Although we have long known that humans share a common ancestor with Neanderthals, we haven't ever known what they looked like due to a lack of fossils from the Middle Pleistocene period. However, researchers from the University of Cambridge have used digital "morphometrics" and statistical algorithms of cranial fossils that span the evolutionary history of Homo sapiens and Neanderthals to create a 3-D skull of the our last common ancestor for the first time ever.

The fossil samples provided the researchers with landmarks that were used to create an evolutionary framework that allowed them to predict the skull structure timeline of our ancestors and then combined this data with a digital scan of a modern skull. The results allowed the researchers to determine the nature of the morphology convergence between both species in the last common ancestor's skull during the Middle Pleistocene era approximately 800 to 100 thousand years ago.

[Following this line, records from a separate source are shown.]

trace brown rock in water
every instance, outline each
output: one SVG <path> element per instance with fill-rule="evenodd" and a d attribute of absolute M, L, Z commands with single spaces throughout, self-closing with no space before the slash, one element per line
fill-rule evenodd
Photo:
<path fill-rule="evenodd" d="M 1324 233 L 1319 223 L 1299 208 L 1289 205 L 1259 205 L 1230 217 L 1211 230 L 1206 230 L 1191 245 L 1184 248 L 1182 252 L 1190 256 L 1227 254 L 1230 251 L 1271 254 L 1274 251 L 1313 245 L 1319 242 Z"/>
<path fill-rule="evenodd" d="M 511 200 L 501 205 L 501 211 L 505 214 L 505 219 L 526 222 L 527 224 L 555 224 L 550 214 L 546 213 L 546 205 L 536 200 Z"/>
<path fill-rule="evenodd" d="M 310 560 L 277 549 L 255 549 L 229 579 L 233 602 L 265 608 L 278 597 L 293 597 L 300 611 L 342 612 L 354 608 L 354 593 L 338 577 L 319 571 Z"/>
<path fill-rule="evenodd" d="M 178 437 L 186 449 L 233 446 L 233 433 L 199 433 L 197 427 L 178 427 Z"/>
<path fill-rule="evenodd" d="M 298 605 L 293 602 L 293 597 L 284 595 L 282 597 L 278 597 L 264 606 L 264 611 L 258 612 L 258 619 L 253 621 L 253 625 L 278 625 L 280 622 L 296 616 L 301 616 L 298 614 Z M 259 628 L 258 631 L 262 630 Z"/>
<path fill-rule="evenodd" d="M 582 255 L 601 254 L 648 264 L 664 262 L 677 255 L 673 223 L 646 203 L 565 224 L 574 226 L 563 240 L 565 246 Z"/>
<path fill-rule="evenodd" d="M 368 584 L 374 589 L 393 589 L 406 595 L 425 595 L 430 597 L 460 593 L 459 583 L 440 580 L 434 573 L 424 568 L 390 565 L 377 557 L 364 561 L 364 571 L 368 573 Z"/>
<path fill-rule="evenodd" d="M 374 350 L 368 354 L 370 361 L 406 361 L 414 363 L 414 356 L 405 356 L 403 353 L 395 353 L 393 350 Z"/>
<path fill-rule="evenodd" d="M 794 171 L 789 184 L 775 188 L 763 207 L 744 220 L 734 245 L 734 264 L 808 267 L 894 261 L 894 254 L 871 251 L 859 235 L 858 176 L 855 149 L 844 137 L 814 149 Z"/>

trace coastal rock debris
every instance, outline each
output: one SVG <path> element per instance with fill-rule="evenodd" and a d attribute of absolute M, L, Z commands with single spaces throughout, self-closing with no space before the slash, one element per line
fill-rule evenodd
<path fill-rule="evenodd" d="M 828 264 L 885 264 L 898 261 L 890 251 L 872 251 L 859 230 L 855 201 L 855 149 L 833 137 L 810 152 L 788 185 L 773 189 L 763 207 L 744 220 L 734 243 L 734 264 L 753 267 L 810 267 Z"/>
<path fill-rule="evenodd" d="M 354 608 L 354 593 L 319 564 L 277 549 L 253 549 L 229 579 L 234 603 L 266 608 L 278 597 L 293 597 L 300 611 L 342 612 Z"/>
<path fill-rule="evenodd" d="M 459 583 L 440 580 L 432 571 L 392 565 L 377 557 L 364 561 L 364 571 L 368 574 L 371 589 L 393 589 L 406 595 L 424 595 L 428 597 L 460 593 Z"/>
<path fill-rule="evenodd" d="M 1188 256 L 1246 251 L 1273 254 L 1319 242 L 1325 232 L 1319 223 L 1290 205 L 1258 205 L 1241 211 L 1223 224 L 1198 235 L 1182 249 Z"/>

"We know we share a common ancestor with Neanderthals, but what did it look like? And how do we know the rare fragments of fossil we find are truly from this past ancestral population? Many controversies in human evolution arise from these uncertainties," Aurélien Mounier, lead author of the study, said in a press release.

"We wanted to try an innovative solution to deal with the imperfections of the fossil record: a combination of 3D digital methods and statistical estimation techniques. This allowed us to predict mathematically and then recreate virtually skull fossils of the last common ancestor of modern humans and Neanderthals, using a simple and consensual 'tree of life' for the genus Homo."

The findings were published in the Journal of Human Evolution.